Leo Moniz é considerado uma figura importante no desenvolvimento e promoção da música tradicional de Timor-Leste. Ele inovou ao incorporar elementos tradicionais na música, reduzindo as barreiras entre o estilo musical local e o moderno. Além de ser músico, também é um defensor da cultura que inspira as novas gerações a proteger e promover a cultura timorense por meio da arte e da música.
Desde cedo, mostrou interesse pela música. Durante o ensino primário, em Same, já participava em atividades musicais escolares. Quando se mudou para Díli para continuar os estudos na Escola Pré-secundária SMP 1 Díli e mais tarde na Escola Pública Número 2, em Balide, formou bandas com os colegas e participou em diversas competições musicais.
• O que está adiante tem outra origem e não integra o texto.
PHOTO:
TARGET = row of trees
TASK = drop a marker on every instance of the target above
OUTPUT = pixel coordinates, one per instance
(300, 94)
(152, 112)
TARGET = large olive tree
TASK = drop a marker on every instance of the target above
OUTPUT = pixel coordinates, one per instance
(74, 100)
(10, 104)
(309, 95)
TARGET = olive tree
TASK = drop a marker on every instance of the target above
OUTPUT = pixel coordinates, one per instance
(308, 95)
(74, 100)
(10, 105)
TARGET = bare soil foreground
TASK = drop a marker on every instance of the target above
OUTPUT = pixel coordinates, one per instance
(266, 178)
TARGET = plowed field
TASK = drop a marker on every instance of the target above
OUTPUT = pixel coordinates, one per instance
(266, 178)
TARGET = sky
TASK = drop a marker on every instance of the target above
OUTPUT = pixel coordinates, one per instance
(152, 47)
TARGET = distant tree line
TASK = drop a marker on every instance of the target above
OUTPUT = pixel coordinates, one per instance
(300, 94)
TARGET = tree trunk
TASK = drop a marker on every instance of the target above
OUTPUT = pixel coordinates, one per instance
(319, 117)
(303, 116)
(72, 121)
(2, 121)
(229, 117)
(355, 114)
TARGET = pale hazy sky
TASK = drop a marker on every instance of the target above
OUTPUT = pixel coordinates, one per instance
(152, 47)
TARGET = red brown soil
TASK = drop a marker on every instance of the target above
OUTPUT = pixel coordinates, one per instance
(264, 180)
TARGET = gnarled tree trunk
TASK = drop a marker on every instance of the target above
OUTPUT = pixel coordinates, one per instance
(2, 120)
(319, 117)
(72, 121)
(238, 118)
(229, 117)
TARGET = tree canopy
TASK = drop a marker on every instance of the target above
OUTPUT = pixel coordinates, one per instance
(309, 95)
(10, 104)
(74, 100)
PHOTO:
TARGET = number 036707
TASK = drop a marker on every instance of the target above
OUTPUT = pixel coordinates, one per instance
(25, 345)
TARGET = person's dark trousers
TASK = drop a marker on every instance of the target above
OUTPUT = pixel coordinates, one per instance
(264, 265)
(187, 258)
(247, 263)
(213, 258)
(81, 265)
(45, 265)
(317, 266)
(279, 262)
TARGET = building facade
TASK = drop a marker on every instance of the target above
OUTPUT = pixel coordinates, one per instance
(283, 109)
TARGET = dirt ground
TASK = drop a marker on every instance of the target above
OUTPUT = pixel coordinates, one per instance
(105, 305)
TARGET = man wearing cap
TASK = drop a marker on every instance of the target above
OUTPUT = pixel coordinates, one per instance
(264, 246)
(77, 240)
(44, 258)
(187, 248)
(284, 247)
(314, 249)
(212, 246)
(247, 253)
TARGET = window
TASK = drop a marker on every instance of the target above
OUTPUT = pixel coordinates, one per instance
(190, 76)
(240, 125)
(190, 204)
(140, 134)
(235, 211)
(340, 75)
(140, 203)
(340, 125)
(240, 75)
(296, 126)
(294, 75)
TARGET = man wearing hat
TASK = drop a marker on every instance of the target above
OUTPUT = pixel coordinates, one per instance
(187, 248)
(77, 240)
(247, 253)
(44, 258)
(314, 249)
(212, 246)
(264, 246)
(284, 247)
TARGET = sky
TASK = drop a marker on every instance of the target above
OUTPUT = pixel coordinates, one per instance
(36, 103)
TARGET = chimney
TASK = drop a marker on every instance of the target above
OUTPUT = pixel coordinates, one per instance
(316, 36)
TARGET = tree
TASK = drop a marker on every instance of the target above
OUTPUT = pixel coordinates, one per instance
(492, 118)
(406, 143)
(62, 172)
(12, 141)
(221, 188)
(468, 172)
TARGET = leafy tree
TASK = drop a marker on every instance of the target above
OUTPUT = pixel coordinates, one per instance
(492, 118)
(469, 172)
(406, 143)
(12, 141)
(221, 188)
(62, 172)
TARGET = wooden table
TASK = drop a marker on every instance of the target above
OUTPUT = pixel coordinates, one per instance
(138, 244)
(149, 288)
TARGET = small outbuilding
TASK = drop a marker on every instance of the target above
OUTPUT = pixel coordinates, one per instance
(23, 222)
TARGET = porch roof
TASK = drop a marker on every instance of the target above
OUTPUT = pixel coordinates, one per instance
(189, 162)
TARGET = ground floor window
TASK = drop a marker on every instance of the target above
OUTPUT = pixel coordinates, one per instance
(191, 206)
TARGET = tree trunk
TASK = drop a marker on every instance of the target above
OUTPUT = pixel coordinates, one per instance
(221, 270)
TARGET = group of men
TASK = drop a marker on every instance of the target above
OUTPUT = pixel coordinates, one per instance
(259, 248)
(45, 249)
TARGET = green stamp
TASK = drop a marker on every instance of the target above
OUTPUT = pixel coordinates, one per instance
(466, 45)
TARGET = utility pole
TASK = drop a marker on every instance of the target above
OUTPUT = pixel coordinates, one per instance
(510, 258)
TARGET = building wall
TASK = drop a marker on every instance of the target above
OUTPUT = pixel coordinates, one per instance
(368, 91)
“Desde pequeno, identifiquei-me com a música. Criei um grupo na escola e, juntos, participámos em concursos entre escolas. No ensino pré-secundário, permaneci ativo na música e percebi que o meu talento começou a desenvolver-se a partir daí. No entanto, as oportunidades ainda não surgiam. No secundário, continuei a formar bandas com colegas e a explorar novas oportunidades para crescer como músico”, recorda.
Inicialmente, aprendeu a tocar baixo na escola, mas foi como vocalista que se destacou. Durante os ensaios com uma banda de estudantes, o vocalista principal, Nelson Turquel, incentivou-o a explorar a sua voz.
“As circunstâncias levaram-me a cantar. Aos poucos, organizámo-nos e começámos a atuar em festas, eventos escolares e até em igrejas”, relembra.
A sua primeira conquista aconteceu em 1995, quando participou num concurso musical organizado por Dom Carlos Ximenes Belo, em Lecidere, onde conquistou primeiro lugar como cantor solo. “Essa vitória deu-me ainda mais motivação para continuar e procurar novas oportunidades “, conta.
Hoje, além de músico, Leo Moniz é estudante da Universidade Nacional Timor Lorosa’e (UNTL), onde está na fase final do curso de Ciência Política.
A música como arma na luta pela independência
Durante a ocupação indonésia, Leo Moniz tinha 18 anos e já compreendia que a música poderia ser uma poderosa ferramenta para fortalecer a identidade nacional e a resistência.
Em 1990, começou a compor músicas que refletiam a realidade do povo timorense. “Produzi várias canções, algumas sobre o Natal, outras sobre a vida e muitas outras sobre a situação que vivíamos. Uma delas ‘O Rai Timor’ foi escrita após o massacre de Santa Cruz, em 1991. Era um apelo aos políticos indonésios para refletirem sobre a situação do país”, conta.
Naquela época, gravar músicas era um grande desafio. Os artistas timorenses não tinham acesso a estúdios e precisavam atuar discretamente para evitar represálias. “Cantávamos apenas em reuniões informais, pois divulgar as músicas era perigoso”, explica.
Foi apenas em 1998 que Leo Moniz conseguiu gravar a sua primeira música na Indonésia. “Regressei a Timor-Leste num momento tenso, quando o país se preparava para o referendo. Divulgar as nossas canções era arriscado, mas continuámos a cantar para motivar o povo a resistir e lutar pela independência”, afirma.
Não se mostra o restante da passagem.